- Born: Mark Anthony Cagney 11 June 1956 (age 70) Cork, Ireland
- Occupations: Television presenter; Journalist; voiceover artist, radio presenter & broadcaster
- Known for: Ireland AM
- Spouses: ; Ann Cagney ​ ​(m. 1978; died 1991)​ ; Audrey Cagney ​(m. 1992)​
- Children: Gerard; Daniel; Sophie; Mary;

= Mark Cagney =

Irish radio and television presenter

Mark Anthony Cagney (born 11 June 1956) is an Irish television presenter and journalist, best known for presenting Ireland AM, the breakfast show on TV3 from 1999 to 2019.

==Early life==
Born in Cork, Ireland, Cagney was one of eight children in the family; he left home at age 15 because of difficulties with his father, who he described as a "remarkable man": an inventor, a musician, a welder, a mechanic, and a lecturer in electronics.

==Career==
Cagney learned how to take care of himself as a result of being on his own so early. He longed to have some musical ability, but settled for working with a variety of bands. He also learned about audio and audio studio processes; this got him a job as a shore-based radio operator. He devoted quite a bit of his paycheck to visiting night clubs; when a disk jockey did not show up for work, Cagney was asked to fill in, doing well enough at it to become a regular at the pirate radio station and now had two jobs. He called himself "Mark Anthony". Before long, he was at RTÉ Radio Cork.

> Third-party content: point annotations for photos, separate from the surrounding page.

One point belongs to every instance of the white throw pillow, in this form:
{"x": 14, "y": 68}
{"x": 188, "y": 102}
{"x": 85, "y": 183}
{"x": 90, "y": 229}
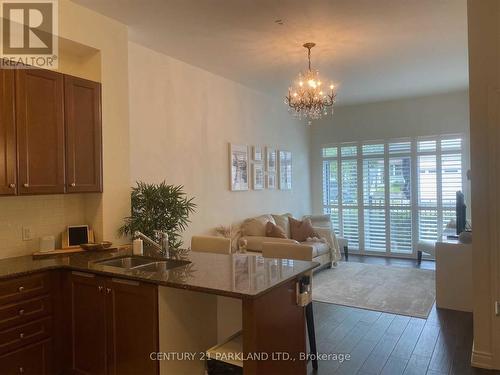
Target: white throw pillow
{"x": 256, "y": 226}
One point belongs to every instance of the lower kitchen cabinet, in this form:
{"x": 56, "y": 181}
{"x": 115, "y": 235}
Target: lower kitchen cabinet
{"x": 114, "y": 325}
{"x": 27, "y": 324}
{"x": 35, "y": 359}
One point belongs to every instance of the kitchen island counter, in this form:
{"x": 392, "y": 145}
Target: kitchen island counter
{"x": 235, "y": 275}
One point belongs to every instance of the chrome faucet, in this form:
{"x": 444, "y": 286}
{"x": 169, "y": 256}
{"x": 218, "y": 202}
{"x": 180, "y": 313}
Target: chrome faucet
{"x": 162, "y": 247}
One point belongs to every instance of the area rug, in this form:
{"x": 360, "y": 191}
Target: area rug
{"x": 398, "y": 290}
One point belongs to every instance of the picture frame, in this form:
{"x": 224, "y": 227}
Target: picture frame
{"x": 257, "y": 153}
{"x": 285, "y": 169}
{"x": 258, "y": 176}
{"x": 271, "y": 162}
{"x": 238, "y": 164}
{"x": 271, "y": 181}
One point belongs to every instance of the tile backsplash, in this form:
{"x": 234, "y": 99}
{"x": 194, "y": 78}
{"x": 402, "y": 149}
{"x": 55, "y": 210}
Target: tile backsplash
{"x": 43, "y": 215}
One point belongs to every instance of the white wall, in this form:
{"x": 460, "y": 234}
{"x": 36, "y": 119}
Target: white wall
{"x": 428, "y": 115}
{"x": 181, "y": 121}
{"x": 484, "y": 75}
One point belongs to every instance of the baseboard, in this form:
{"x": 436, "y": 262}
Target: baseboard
{"x": 481, "y": 359}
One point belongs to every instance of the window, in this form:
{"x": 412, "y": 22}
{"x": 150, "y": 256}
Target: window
{"x": 385, "y": 196}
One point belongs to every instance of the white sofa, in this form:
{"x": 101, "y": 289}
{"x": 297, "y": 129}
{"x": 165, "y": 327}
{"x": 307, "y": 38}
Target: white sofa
{"x": 325, "y": 251}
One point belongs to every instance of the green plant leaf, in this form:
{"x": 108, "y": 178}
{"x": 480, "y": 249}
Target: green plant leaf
{"x": 159, "y": 207}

He joined RTÉ in 1977, and was part of the original line-up of 2FM, broadcasting on its first night on air. During his time with 2FM, he presented a variety of shows, from the seminal Night Train to the Drivetime show. In 1985 he won a Jacobs' Award for his midnight radio show. In 1989 he joined the new 98FM, staying there for seven years. He joined Today FM in 1998 and then joined TV3 Ireland. He won the TV Personality of the Year Award in 2005 at the 3rd Irish Film and Television Awards. he hosted the breakfast show Ireland AM on TV3 since it started in 1999.

In July 2019, it was announced that Cagney would be leaving Ireland AM at the end of July after twenty years with the programme. On 31 July 2019 Cagney presented his last Ireland AM alongside Karen Koster and Alan Hughes. The show dedicated the last half hour to him and aired a highlights reel. All the production crew, including Ciara Doherty, who was on maternity leave at the time, came in to wish Cagney good luck in his future endeavours.

Cagney filled in for Ivan Yates on The Hard Shoulder drive-time radio show during Yates’ time at Newstalk. From the early 2021 - early 2026. Cangeney has also sat in for various presenters on Newstalk Breakfast before and has presented various Bank Holiday Specials on Newstalk in the past .

==Personal life==
He lives in Bayside, Dublin in the north County Dublin with his second wife Audrey and their four children. His first wife, Ann, whom he met when he was 19, died of a brain haemorrhage; the couple had been married 11 years. When Ann died, Cagney was devastated; Audrey, who worked with him at 98 FM, provided emotional support, which turned into love.

===Health===
When Cagney discovered he was having difficulty hearing, he went for testing; the results showed he had hearing loss. He was fitted with a hearing aid, and in 2008, chose to make the information public.

Cagney was a heavy user of cocaine in the 1980s.

Cagney has been diagnosed with genetic haemochromatosis (iron overload), which, unknown to him in his early years with Ireland AM, caused him constant fatigue.